Screen-Based Tests: Testing Graphics, Part 3

Screen-Based Tests: Two Extremes

Screen-based tests focus on what’s visible rather than internal representations. We’ll consider two extremes for testing screen-based output: fully manual and fully automated. Then we’ll look at moves that can help you evolve from one to the other.

Guru Checks Output

A human tester runs the application manually, and verifies that everything works and looks as expected.

Benefits:

It’s very cheap to get started. (You don’t have to figure out automation.)
Humans can notice wrong or suspicious things that would be difficult to automate.
It can be closer to real use than automated tests. (For example, the speed of use.)

Limitations:

It takes a lot of time to run tests manually (especially if you’re doing incremental development).
Humans get bored and don’t pay attention.
Humans can’t remember exactly how it looked last time or how it’s supposed to look.
Humans can’t observe very quick or very slow events.

[The name “Guru Checks Output” appears to be from John Farrell, used in the C2 wiki.]

Fully Automated Display-Based Test

A test harness runs the application according to a script, which gives input at appropriate times and captures output.

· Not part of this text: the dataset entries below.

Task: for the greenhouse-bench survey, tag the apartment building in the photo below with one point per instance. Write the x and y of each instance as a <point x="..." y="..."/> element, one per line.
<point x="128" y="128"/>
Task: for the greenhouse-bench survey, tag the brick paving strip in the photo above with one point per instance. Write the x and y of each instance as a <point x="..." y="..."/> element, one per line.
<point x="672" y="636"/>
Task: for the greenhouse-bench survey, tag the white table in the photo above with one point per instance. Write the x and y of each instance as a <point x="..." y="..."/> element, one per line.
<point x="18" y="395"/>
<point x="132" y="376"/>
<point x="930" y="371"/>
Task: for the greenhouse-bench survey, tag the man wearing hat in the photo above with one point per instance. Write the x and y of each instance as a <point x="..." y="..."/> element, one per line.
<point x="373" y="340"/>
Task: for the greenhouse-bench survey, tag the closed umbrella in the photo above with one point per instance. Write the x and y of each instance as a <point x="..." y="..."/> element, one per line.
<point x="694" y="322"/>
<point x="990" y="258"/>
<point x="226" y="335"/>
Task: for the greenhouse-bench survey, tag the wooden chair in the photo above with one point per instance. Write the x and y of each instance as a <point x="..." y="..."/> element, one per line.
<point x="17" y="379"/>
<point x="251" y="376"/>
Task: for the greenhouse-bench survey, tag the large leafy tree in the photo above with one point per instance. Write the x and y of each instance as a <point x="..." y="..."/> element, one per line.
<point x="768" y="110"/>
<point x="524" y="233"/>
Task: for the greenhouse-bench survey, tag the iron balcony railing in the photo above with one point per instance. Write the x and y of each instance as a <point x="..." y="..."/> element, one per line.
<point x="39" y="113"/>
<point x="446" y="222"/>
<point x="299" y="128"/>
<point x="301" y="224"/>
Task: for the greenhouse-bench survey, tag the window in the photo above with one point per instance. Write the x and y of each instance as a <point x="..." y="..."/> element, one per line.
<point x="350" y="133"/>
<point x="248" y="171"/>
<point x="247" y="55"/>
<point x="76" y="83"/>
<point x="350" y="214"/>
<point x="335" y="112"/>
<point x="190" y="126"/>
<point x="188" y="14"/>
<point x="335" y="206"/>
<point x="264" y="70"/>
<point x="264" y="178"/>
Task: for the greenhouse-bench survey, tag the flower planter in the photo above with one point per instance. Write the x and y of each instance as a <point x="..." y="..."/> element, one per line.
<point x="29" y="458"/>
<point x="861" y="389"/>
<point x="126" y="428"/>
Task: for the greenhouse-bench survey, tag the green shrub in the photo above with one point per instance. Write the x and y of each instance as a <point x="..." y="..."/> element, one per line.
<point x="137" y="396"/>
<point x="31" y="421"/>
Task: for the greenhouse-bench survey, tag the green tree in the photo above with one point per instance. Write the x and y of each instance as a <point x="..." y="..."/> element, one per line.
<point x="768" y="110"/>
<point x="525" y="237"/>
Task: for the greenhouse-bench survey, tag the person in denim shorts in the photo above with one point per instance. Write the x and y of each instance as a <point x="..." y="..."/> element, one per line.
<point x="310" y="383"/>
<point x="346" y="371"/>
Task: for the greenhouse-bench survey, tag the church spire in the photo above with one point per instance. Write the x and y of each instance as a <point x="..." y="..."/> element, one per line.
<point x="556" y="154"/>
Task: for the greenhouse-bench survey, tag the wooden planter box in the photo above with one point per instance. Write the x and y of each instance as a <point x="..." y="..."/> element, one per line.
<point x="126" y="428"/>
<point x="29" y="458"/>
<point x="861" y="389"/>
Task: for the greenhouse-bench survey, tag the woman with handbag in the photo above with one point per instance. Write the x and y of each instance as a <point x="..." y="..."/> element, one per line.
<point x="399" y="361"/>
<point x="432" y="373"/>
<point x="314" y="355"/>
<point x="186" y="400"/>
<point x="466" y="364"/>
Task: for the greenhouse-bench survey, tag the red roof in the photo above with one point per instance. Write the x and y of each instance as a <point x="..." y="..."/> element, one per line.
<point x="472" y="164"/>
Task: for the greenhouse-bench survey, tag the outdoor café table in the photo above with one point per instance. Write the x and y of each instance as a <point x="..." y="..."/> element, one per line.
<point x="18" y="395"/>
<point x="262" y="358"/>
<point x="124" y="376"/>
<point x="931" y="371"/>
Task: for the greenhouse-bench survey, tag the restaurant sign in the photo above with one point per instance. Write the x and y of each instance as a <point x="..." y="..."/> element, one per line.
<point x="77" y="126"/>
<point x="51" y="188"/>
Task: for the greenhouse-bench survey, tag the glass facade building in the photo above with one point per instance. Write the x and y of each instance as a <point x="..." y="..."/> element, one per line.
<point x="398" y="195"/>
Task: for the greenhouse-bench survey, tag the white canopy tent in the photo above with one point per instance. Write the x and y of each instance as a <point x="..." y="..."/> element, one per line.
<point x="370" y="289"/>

There is a programmatic oracle that decides whether the output is correct, either based on analytic rules, or by comparison to a known-good previous output.

Benefits:

The system can run the tests relatively quickly (compared to a human doing the work).
The system can be very consistent in applying oracle rules to decide if the program works acceptably.
The tests can be run repeatedly. This is particularly valuable in an iterative process, where we want to run the tests hundreds or thousands of times.

Limitations:

Automating a test is expensive, potentially costing several times as much as running the test manually (e.g., Marick).
Automated tests tend to be brittle: user interface changes are common, and they require changing tests (sometimes a lot of tests) to reflect them.
Creating oracles can be very difficult when you’re working from a pixel-level view of the screen; “simple” things like checking for matching text can be AI projects. [Obligatory xkcd reference.]
The computer has a rigid view of what’s interesting and what’s acceptable. For example, a human might be very aware of flicker during drawing, where the computer may not be sensitive to it.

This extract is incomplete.